Steady Viscous Flow Between Two Porous Disks With Stretching Motion

[+] Author and Article Information
Tiegang Fang

Mechanical and Aerospace Engineering Department,
North Carolina State University,
911 Oval Drive–3246 EBIII,
Campus Box 7910,
Raleigh, NC 27695
e-mail: tfang2@ncsu.edu

Xin He

Center for Combustion Energy and
State Key Laboratory of Automotive
Safety and Energy,
Tsinghua University,
Beijing 100084, China
e-mail: hexin.tsinghua@gmail.com

1Corresponding author.

Contributed by the Fluids Engineering Division of ASME for publication in the JOURNAL OF FLUIDS ENGINEERING. Manuscript received June 28, 2014; final manuscript received June 4, 2015; published online August 10, 2015. Assoc. Editor: Samuel Paolucci.
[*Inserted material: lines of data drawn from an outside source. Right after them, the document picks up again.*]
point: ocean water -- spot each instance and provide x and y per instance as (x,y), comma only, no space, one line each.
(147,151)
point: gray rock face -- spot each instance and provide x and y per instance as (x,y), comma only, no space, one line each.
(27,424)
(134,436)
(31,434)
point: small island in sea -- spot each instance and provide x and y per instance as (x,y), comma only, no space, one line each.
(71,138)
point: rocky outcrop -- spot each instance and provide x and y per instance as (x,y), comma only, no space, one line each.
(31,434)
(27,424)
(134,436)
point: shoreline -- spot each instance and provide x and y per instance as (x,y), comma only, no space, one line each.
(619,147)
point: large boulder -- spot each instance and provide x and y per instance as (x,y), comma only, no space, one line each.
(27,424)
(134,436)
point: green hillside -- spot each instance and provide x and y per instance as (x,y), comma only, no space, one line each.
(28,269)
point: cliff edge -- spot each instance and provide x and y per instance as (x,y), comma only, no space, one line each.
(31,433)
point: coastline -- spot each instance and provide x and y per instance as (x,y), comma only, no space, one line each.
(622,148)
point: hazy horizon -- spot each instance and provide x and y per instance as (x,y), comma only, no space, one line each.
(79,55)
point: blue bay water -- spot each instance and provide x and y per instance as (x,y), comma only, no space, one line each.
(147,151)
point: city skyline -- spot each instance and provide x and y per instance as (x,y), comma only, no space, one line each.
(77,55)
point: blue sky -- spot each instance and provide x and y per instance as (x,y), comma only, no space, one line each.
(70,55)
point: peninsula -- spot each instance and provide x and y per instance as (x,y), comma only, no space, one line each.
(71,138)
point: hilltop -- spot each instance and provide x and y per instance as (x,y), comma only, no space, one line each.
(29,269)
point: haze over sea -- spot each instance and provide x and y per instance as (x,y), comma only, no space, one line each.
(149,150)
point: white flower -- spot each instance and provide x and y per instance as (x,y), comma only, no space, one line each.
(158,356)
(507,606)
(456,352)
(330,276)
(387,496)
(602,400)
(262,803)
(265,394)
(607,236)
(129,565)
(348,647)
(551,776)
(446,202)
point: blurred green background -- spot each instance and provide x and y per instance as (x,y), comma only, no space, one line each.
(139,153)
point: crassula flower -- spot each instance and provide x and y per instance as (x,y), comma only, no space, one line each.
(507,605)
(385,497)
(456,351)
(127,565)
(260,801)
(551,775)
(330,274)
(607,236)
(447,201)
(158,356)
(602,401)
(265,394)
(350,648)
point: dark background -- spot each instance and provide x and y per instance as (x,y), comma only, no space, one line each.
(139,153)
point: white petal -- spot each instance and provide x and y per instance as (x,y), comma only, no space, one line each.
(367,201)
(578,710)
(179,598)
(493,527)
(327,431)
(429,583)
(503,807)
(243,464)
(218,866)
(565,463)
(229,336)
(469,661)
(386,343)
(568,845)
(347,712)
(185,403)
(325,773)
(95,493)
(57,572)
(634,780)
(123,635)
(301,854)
J. Fluids Eng 138(1), 011201 (Aug 10, 2015) (7 pages) Paper No: FE-14-1337; doi: 10.1115/1.4030805 History: Received June 28, 2014

In this work, an exact solution to the steady-state Navier–Stokes (NS) equations is presented for viscous flows between two stretchable disks with mass transpiration effects. The governing momentum equations were converted into an ordinary differential equation by a similarity transformation technique. The similarity equation was solved numerically and the effects of Reynolds number and the mass transpiration parameter were investigated. At very low Reynolds numbers (i.e., R 0), a creeping flow was observed with a parabolic radial velocity profile and a cubic function profile for the vertical velocity. With the increase of the Reynolds number, the flow shows a boundary layer behavior near the wall with a constant velocity core flow in the centerline region between the two disks for mass suction or lower mass injection. The effects of the mass transpiration on the flow are quite different and interesting. With strong suction, the radial profiles also show boundary layer type characteristics with a core flow. But for large mass injection, the radial velocity approaches to a linear profile under higher Reynolds number. These results are a rare case of an exact solution to the NS equations and are useful as a benchmark problem for the validation of three-dimensional (3D) numerical computation code.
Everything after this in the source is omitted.